8. Dividend-Paying Stocks
While stocks are not considered safe investments (their values fluctuate, and they are not guaranteed), there is a category of stocks that tends to be considered more stable than the overall stock market.
Dividend-paying stocks represent shares in companies that consistently pay a portion of their earnings to shareholders as dividends. Although not entirely risk-free, well-established dividend-paying stocks can be reliable options for those seeking regular income. In Canada, well-known dividend stocks include big banks, telecommunications, and utility companies.
To lower your risk with dividend stocks, make sure to diversify your holdings and research companies thoroughly before investing.
Where To Invest Your Safe Investments
Safety investments are designed for investors who either have a short investment time horizon or are very conservative by nature. In other words, you should avoid holding safety investments in a retirement savings account.
Most of the lower-risk investments I’ve covered in this article are more suitable for an emergency fund or other short-term savings goal. Others, like GICs, are suitable if you want to maximize your return while keeping your principal protected.
Consider opening a Tax-Free Savings Account (TFSA) for your safe investments. Introduced in 2009, the TFSA allows Canadians to save and invest in various assets (e.g., stocks, bonds, ETFs, GICs, cash savings) while avoiding taxes on the interest, dividends, and capital gains earned. Just make sure you don’t exceed your annual TFSA contribution limit.
Final Thoughts On The Safest Investments In Canada
As you can see, there is no shortage of safe investment options in Canada. And with the recent rise in interest rates, many safe investments are paying generous returns. At the time of this writing, you can earn 5% or more on GICs from several financial institutions.
But while GIC returns are more attractive than they’ve been in over a decade, don’t limit your options. If liquidity is a top priority, you may be better off with a high-interest savings account. Remember that your investment choices should align with your financial goals and risk tolerance. Keep exploring available options and make informed decisions that are right for you.
What investments should I avoid?
High-risk investments that most investors should avoid include penny stocks, cryptocurrencies, and highly-leveraged products. If you are investing in one of these asset classes, limit your exposure to a small percentage of your portfolio and never invest more money than you can afford to lose.
Remember, it’s important to thoroughly research any investment and consult with a financial advisor before making any decisions.
Which Canadian mutual funds offer high returns with low risk?

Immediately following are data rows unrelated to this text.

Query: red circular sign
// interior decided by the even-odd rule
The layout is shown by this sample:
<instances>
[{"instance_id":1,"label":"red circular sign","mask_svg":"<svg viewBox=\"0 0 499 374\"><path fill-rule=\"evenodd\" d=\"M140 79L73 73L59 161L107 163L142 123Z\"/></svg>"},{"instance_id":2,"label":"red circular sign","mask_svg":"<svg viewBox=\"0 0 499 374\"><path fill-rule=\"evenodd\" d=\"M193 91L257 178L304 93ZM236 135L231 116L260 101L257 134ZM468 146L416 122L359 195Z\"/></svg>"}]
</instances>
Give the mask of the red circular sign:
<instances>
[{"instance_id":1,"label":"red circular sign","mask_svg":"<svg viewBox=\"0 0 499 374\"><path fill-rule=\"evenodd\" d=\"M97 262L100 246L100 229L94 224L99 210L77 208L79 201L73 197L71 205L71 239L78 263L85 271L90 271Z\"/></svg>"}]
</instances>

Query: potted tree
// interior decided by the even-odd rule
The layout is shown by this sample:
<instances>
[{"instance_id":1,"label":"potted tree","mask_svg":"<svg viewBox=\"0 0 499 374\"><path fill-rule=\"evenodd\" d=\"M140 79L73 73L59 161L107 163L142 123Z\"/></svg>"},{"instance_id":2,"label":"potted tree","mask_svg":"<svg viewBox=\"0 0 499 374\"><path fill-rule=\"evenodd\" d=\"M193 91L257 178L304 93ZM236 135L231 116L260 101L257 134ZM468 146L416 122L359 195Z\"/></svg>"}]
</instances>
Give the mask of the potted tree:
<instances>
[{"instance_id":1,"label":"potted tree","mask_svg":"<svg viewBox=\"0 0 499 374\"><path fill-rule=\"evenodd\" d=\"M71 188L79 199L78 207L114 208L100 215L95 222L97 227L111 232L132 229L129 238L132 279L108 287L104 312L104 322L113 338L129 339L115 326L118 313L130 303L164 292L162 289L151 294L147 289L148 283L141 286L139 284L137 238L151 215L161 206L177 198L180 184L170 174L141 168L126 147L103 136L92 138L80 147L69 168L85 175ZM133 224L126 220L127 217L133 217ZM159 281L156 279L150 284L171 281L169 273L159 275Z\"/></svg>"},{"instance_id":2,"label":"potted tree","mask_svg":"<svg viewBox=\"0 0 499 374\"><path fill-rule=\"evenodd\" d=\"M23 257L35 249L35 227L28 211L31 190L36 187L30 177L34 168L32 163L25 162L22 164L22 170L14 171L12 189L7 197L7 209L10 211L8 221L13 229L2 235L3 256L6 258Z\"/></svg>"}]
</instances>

Aside from money market funds, mutual funds are not considered safe investments. But some mutual funds focus on providing some potential for income or capital appreciation with low to moderate levels of risk.
For example, the TD Canadian Bond Index Fund aims to track the performance of a broad Canadian bond market index, providing diversification and reducing risk.
The RBC Canadian Dividend Fund invests in a diversified portfolio of established Canadian companies that have a history of paying dividends, which can provide income and potential capital appreciation to your portfolio.
Where can I invest a large sum safely while maximizing returns in Canada?
For large-sum investments, you could consider Treasury Bills (T-Bills), which are issued by the Federal government and have guaranteed returns. T-Bills are a very safe investment option and can be held in both registered and non-registered investment accounts.
You can purchase them directly from most banks in Canada. While they won’t earn high returns, your money is better off in a T-bill than sitting in a standard chequing or savings account.
Where is the safest place to keep money in Canada?
One of the safest places to keep your money is in a bank account at a reputable financial institution, which provides deposit insurance for up to $100,000 or more through the Canada Deposit Insurance Corporation (CDIC).